Is this the result of a culture in opposition to a religion? Does one find the same conditions in Islamic-countries? Perhaps, but are the conditions parallel, I doubt it. Generally speaking culture is socially transmitted behavior patterns that reflect a number of elements in society but particularly art, belief and education. And religion is a system rooted in belief and worship. Therefore, what category does Islam really fall? Or is it too expansive to be categorized in these terms. Furthermore, isn’t our belief inseparable from the Sunnah of the Prophet? And where does the Sunnah of the Prophet (s.a.w.s.) fall, culture, religion, both or neither?
Recently, Fatih Alev – a Turkish-Dane – and member of the Islamic-Christian Study Center in Copenhagen wrote an article entitled, Europes’ Future: Make Yourself at Home, in it he says,
“My culture is Danish (you may say European) and only to some extent Turkish and is a product of the norms and values that I have been subject to in my family and in society at large.”
This statement led me to question the concept of culture as it relates to religion. I think that this concept is being approached incorrectly at least for Muslims. How is it that a Muslim can take on a non-Islamic culture?
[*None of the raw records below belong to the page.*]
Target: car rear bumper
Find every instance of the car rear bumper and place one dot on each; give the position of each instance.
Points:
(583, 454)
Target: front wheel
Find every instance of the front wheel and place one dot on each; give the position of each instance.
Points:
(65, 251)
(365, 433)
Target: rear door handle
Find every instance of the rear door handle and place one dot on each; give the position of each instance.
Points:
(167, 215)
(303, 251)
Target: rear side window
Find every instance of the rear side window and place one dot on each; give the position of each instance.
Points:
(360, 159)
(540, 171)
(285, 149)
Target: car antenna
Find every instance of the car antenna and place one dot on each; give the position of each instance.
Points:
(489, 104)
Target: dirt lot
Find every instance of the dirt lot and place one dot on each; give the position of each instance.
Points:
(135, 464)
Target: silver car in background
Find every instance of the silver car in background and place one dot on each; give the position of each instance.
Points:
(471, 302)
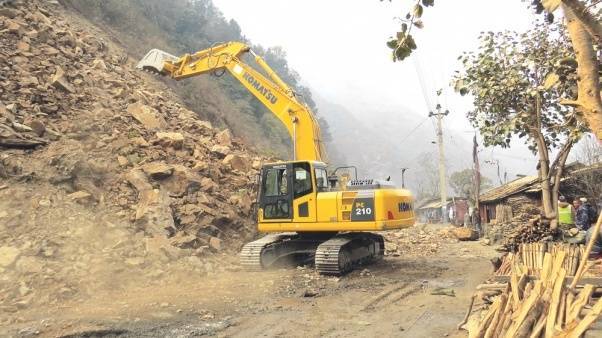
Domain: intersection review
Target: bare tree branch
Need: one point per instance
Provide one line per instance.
(589, 22)
(588, 101)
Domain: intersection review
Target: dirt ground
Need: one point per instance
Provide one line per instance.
(389, 298)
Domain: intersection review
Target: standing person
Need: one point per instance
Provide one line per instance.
(585, 215)
(566, 214)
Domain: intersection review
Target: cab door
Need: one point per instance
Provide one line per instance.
(276, 199)
(304, 193)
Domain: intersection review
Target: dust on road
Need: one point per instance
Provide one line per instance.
(390, 298)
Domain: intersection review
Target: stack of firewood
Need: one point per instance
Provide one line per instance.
(535, 230)
(539, 307)
(531, 257)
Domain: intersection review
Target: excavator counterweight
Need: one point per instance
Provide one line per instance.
(310, 218)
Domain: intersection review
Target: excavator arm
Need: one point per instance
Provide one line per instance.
(274, 93)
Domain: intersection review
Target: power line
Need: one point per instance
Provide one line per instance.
(413, 130)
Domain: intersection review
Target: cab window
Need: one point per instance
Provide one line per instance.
(302, 179)
(321, 180)
(275, 182)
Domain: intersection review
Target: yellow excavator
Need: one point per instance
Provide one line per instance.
(308, 212)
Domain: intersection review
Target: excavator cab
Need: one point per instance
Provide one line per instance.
(288, 191)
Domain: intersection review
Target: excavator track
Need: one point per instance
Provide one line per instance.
(344, 252)
(274, 249)
(251, 253)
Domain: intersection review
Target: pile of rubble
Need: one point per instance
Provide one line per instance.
(514, 218)
(89, 145)
(417, 240)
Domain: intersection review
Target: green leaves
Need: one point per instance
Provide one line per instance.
(550, 81)
(517, 82)
(417, 11)
(551, 5)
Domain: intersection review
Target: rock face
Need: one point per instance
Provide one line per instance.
(174, 140)
(105, 176)
(145, 115)
(465, 234)
(8, 255)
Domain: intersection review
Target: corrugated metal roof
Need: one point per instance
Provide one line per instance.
(510, 188)
(436, 204)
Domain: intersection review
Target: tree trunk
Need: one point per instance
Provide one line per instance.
(544, 178)
(589, 22)
(588, 98)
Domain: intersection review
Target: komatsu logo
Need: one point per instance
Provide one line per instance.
(403, 206)
(263, 90)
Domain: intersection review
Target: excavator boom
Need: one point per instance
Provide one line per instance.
(295, 201)
(274, 93)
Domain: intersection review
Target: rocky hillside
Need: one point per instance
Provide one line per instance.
(106, 178)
It appears that this is either a miscommunication of terms or an oversimplification.
Perhaps we could correct this possible error by making use of more realistic terminology such as “Danish-Muslim culture” or “European-Muslim culture”. These terms – in my opinion – are more accurate – generally speaking – in their depiction of Muslims as they relate to culture (art, belief and education). Whereas an occasional beer may be acceptable in Danish culture it is absolutely impermissible in Danish-Muslim culture.
I think that at the very least we could benefit from these clarifications by putting to bed the ridiculous notion of a “Clash of Civilizations”. This theory proposed by Samuel Huntington; promoted by the hit-and-miss intellectual Francis Fukuyama, and his notable contemporary Benard Lewis is only possible by removing the reality of Muslim societies in the West. Not to mention those groups that share the basic cultural and societal values that Muslims are generally known for. Once the interconnected reality of Islam in the West is realized exclusivist ideas like that of Huntington and others will be as laughable to non-Muslims in the West as it is to Muslims in the West. But this can only be done if we Muslims in the West begin to expose the inner workings of our culture to the global public sphere.